O texto é assinado como um relatório circunstancial: “Hoje é 19 de julho de 2019, o que significa que resta exatamente cinco meses para as prévias de quinta-feira da estreia nacional de Star Wars: A Ascenção Skywalker. Enquanto nos preocupamos com o que o fim de semana de abertura de O Rei Leão representará para a Disney e para o cinema como um todo, você deve se lembrar de que eu também era um pouco rabugento com Star Wars: O Despertar da Força, Avatar e Titanic na América do Norte. Isso foi em parte porque também era um exemplo da Disney aproveitando a pura nostalgia da marca e capitalizando as realizações artísticas daqueles que vieram antes”.

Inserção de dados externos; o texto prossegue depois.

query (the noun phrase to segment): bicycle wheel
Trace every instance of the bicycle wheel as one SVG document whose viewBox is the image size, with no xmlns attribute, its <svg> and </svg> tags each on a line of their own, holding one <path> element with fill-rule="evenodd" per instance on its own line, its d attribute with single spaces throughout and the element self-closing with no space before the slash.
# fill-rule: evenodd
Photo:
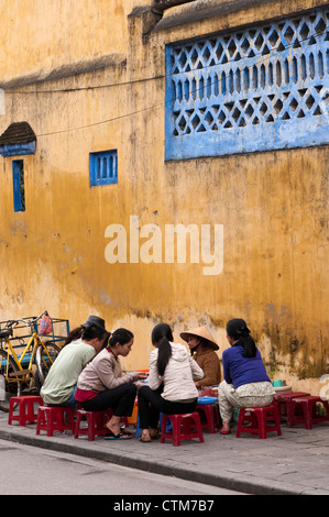
<svg viewBox="0 0 329 517">
<path fill-rule="evenodd" d="M 57 346 L 57 344 L 54 344 L 51 341 L 48 341 L 47 343 L 40 344 L 37 346 L 35 362 L 37 373 L 36 383 L 40 385 L 39 387 L 41 387 L 45 382 L 47 373 L 59 352 L 59 346 Z"/>
<path fill-rule="evenodd" d="M 9 365 L 8 365 L 9 360 Z M 7 370 L 8 365 L 8 370 Z M 9 411 L 11 397 L 20 397 L 22 393 L 21 381 L 10 377 L 11 373 L 19 372 L 19 367 L 12 358 L 8 358 L 4 350 L 0 350 L 0 410 Z"/>
</svg>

“Fale o que quiser sobre Vingadores: Ultimato, por ter ultrapassado Avatar nas bilheterias globais, mas esse épico do Universo da Marvel foi pelo menos um triunfo momentâneo graças ao fandom no presente e uma década de decisões inteligentes, resultando em blockbusters bem feitos e geralmente bem recebidos, que põem personagem sobre enredo e mitologia. A ironia é que, dois anos depois, Os Últimos Jedi, de Rian Johnson, ofereceu uma história de Star Wars que enfatizava a trama do personagem, e muitas pessoas não pareciam se importar com isso. É claro que ainda estamos falando de um filme bem avaliado e (assim como disse o Cinemascore) que atraiu US$ 620 milhões para o mercado interno e US$ 1,33 bilhão para todo o mundo, mas eu discordo”.

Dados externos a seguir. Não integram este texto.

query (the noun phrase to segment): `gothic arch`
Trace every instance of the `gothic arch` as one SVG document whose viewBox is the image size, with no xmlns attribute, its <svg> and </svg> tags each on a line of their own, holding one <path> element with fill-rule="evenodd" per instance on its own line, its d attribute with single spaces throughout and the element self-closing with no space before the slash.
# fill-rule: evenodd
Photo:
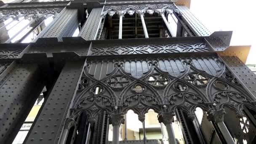
<svg viewBox="0 0 256 144">
<path fill-rule="evenodd" d="M 124 100 L 128 97 L 140 94 L 154 96 L 157 104 L 163 104 L 163 98 L 155 88 L 142 80 L 137 80 L 131 83 L 129 86 L 122 91 L 118 99 L 117 104 L 121 105 Z"/>
</svg>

“A atenção está agora em A Ascensão Skywalker. As duas perguntas são como ele se comporta após a treta online relacionada ao Episódio VIII e Solo: Uma História Star Wars (que provou que nem mesmo colocar as palavras “Star Wars” no título poderia causar um impacto de um filme que ninguém queria ver) e se o fervor online sobre Os Últimos Jedi causou mudanças artísticas no terceiro filme. Estou inclinado a dar J.J. Abrams e Kathleen Kennedy o benefício da dúvida, mesmo porque todas as partes estão esperançosas o suficiente para saber a diferença entre a raiva online e a reação do mundo real”.
“Eu posso fazer algumas contas e especulações sobre as bilheterias, nos EUA e no mundo afora, do filme em outro dia. Será que ela aumentará 20% da sequência, assim como Retorno de Jedi e Vingança dos Sith ou será como Jurassic Park III e será comparativamente ignorada no exterior por plateias que nunca obcecaram Star Wars na medida em que fizemos? Mas por enquanto, eu queria ter um momento para discutir algo que deveria ser óbvio em relação à maior revelação de Os Últimos Jedi. Sim, eu estou falando sobre a noção de que os pais de Rey não são famosos ou importantes, mas sim de ninguém, que a vendeu como escrava antes de morrer pela morte de um pobre miserável”.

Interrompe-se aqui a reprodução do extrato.